As a stateless crypto exchange known for flaunting regulators and facilitating illegal financing from terrorists to drug traffickers, Binance earned one of the largest fines in U.S. history and a sharp rebuke from Garland. “Using new technology to break the law doesn’t make you a troublemaker, it makes you a criminal,” he said last November.

And despite Zhao’s relatively lenient sentence, which he served in a minimum-security facility in California, the crypto executive served time in a federal prison, while many of his colleagues in the world of traditional finance instead received only deferred settlements and fines.

Although TD Bank operates as a regulated financial institution in the US, the crimes it committed are similar to those committed by Binance. These include, among other things, the failure to implement money laundering controls and allowing billions of dollars in illegal money to flow through the platform, including from international drug traffickers. According to the DOJ, 92% of total transaction volume remained uncontrolled over a period of nearly seven years through April 2024.

In the plea agreement, prosecutors singled out TD executives, writing that the bank’s prioritization of growth over compliance and senior management’s decision-making led to the negligence.

“Binance has never been a regulated U.S. financial institution subsidized by the public sector,” Yadav said Assets. “TD Bank had to work specifically and concertedly to break a number of banking regulations.”

So why don’t any of its executives go to prison? The question is all the more pressing because financiers have not always had the means to get out of prison. In his 2017 book The Chickenshit ClubProPublica journalist Jesse Eisinger tells how federal prosecutors sought prison sentences against executives of failed energy giant Enron and its accounting firm Arthur Andersen in the early 2000s.

More recently, however, several factors have led the Justice Department to become more cautious in prosecuting bankers. These include a Supreme Court ruling overturning the Arthur Andersen convictions, the ever-changing door of Justice Department lawyers turning to no-fear law firms, and more and more prosecutors fearing litigation to lose. (The latter are part of the “chickenshit club,” according to former U.S. Attorney James Comey, who inspired the title of Eisinger’s book.)

Too early to tell

Although the DOJ did not announce any charges against TD executives as part of the settlement, the investigation is still ongoing. “It is premature to make judgments about the TD Bank case and individual prosecutions,” said Jay Shapiro, a Middlebury professor and former New York City prosecutor Assets by email.

According to a 2022 speech by Assistant Attorney General Lisa O. Monaco, the DOJ may also move to a tougher approach to individual accountability and corporate responsibility under the Biden administration.

In a speech at NYU Law School, Monaco highlighted recent trial victories, including those against Theranos founder Elizabeth Holmes, JP Morgan traders on commodity manipulation charges and a Goldman Sachs executive on bribery charges. A year later, of course, came the conviction of FTX founder and CEO Sam Bankman-Fried, even though, like Zhao, he also operated outside the boundaries of traditional finance.
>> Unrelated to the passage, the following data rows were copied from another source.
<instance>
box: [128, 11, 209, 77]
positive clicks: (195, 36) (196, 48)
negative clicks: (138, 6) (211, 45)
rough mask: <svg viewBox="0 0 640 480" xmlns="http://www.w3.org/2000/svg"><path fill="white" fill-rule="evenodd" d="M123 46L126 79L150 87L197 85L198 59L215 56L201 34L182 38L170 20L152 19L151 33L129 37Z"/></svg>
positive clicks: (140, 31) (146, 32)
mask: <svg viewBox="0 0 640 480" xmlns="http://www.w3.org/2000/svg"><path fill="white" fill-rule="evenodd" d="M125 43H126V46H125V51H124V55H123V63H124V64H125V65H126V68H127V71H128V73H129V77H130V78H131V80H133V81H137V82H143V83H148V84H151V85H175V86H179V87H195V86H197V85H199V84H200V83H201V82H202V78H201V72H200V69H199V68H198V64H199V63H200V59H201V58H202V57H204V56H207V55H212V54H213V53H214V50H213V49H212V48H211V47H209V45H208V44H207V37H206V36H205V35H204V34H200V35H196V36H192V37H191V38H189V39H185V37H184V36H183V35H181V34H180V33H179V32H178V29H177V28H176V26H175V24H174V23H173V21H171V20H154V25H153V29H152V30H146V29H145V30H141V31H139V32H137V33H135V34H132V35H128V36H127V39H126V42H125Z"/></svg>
“We need to do more and move faster,” she said, arguing that the DOJ’s priority is to complete investigations and file criminal charges against individuals while pursuing a resolution against a company. If that’s not possible, she said, prosecutors would try to outline remaining work on individual cases as well as a timeline. Shapiro argued that the TD agreement was consistent with Monaco’s comments.

“Our criminal investigations into individual employees at all levels of TD Bank are active and ongoing,” Garland said in his announcement of the charges. “No one involved in TD Bank’s illegal conduct will be barred from entry.”

It remains to be seen whether the DOJ will change its track record in prosecuting bank executives.